O TACP, por decisão de 2 de Julho de 1998, entendeu que
'por não se mostrarem verificados todos os pressupostos de que a lei faz depender a suspensão de eficácia dos actos administrativos, em referência, se indefere a requerida providência'.
2. - Não se conformando com o assim decidido, M. C. interpôs recurso para o Tribunal Central Administrativo (TCA).
Neste Tribunal, o Ministério Público suscitou a questão de o tribunal não poder conhecer do recurso por não ter sido dado cumprimento ao artigo 15º da Lei n.º 83/95, de 31 de Agosto, 'que impõe a citação dos cotitulares dos direitos e interesses legítimos violados e que foram invocados na petição'.
A falta de citação determinaria a anulação do processado a seguir à petição.
Notificadas as partes para, querendo, se pronunciarem sobre esta matéria, o recorrente veio dizer que não se verifica qualquer omissão e muito menos uma que produza nulidade com tais efeitos.

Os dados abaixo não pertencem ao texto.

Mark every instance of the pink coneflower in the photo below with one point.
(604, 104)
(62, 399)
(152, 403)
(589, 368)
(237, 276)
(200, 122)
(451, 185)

Entretanto, o relator suscitou a questão da inadmissibilidade do pedido de suspensão de eficácia como meio processual acessório de uma acção popular, nos termos do artigo 54º, n.º2 da LPTA – Lei do Processo dos Tribunais Administrativos e Fiscais – Decreto-Lei n.º 267/85, de 16 de Julho.
Notificado o recorrente e o Ministério Público para se pronunciarem sobre a questão suscitada, o primeiro veio defender o entendimento de que uma interpretação da Lei 83/95, de 31 de Agosto que excluir do âmbito da acção popular os procedimentos cautelares independentes, designadamente a suspensão de eficácia do acto recorrido, é inconstitucional, por violação dos artigos 2º, 20º, n.º5, 52º, n.º3 e 268º, n.º4, da CRP.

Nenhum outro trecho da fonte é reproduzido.